## What does the “Evidence” Accomplish?

Here are two contradictory statements about the evidence (aka marginal likelihood), by two experienced practitioners of Bayesian inference.

the evidence value is … a quantity of central importance.” – John Skilling

You never really want to compute the Bayes evidence (fully marginalized likelihood).” – David Hogg

Who is right? If a quantity is of central importance, why would you never want to compute it? To resolve this, we’ll need the definition. If I fit model $M_1$, which has parameters $\theta_1$, to some data $x$, the evidence is

$p(x|M_1) = \int p(\theta_1|M_1)p(x|\theta_1, M_1) \, d\theta_1$.

Similarly, for a different model $M_2$ fitted to the same data, the evidence is

$p(x|M_2) = \int p(\theta_2|M_2)p(x|\theta_2, M_2) \, d\theta_2$.

The reason the evidence is of central importance is that you use it to compute the posterior probabilities of $M_1$ and $M_2$:

$\frac{p(M_1|x)}{p(M_2|x)} = \frac{p(M_1)}{p(M_2)}\times\frac{p(x|M_1)}{p(x|M_2)}$.

So, if the question is “which model is more plausible”, the answer is going to involve the evidences. Why would someone be against it? Well, there are two main reasons.

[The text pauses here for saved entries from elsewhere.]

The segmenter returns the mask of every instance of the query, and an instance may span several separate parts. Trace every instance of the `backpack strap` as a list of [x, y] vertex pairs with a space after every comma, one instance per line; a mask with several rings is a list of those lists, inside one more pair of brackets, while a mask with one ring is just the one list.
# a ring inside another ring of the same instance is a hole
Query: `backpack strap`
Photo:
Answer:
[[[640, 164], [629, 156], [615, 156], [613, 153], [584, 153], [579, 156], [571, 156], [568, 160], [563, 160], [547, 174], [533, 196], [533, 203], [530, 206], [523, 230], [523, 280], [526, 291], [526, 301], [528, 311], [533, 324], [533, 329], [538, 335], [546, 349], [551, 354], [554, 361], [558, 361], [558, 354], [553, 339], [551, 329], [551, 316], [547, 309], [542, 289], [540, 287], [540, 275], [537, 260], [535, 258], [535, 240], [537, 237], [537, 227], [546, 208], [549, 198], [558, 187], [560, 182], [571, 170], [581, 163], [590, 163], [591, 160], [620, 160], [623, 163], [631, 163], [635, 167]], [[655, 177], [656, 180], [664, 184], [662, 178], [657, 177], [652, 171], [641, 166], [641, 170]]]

One is that it is computationally intensive and there might be some approximation that is cheaper (no argument there). The other reason is that it is possible to get absurd answers by using the evidence blindly without careful thought. No argument there either.

The main issue is that $\int p(\theta|M)p(x|\theta, M) \, d\theta$ is quite sensitive to the choice of $p(\theta|M)$. The absurdity (which is sometimes called the Jeffreys-Lindley “paradox”) occurs if you make $p(\theta|M)$ really wide for one of the models, but not so wide for the other model.

The resolution of the Jeffreys-Lindley paradox is not to say the evidence is somehow not the right thing to calculate. Simple mathematics shows that it is the right thing. The resolution is found by not having silly priors. This implies actually testing the consequences of your priors instead of just saying “uniform will do”.

Doing Bayesian model selection is equivalent to having a bigger hypothesis space which consists of $M_1$ and $M_2$ sticky-taped together. A broad prior on $\theta_1$ but not $\theta_2$ would imply that $M_2$ makes much more specific predictions about the data than $M_1$ does. You should only do that if it’s actually a true statement about your prior beliefs!

This issue shows up a lot when people are interested in whether a parameter takes a specific value or not. For example, is the universe flat ($M_1: \Omega = 1$) or not ($M_2: \Omega \neq 1$)? Doing the model selection is usually like having a prior

$p(\Omega) = \frac{1}{2}\delta(\Omega - 1) + \frac{1}{2}f(\Omega)$.

$f(\Omega)$ should almost never be a uniform distribution. In most applications it should be something with heavy tails, like a Cauchy distribution (as Jeffreys used on these kinds of problems). Here is one problem with the uniform distribution. If $f$ is a Uniform(0.9, 1.1) distribution then $P(0.999 \leq \Omega \leq 1.001) = 1/1000$ which is absurdly low. This is like saying “if the universe is not perfectly flat then it is probably not even close to flat”, and consequently “if the universe is not perfectly flat then the data I would expect to see are totally different from what I’d expect if the universe is perfectly flat”.

Conclusion: the evidence values don’t give us a “paradox”, they behave exactly as they should.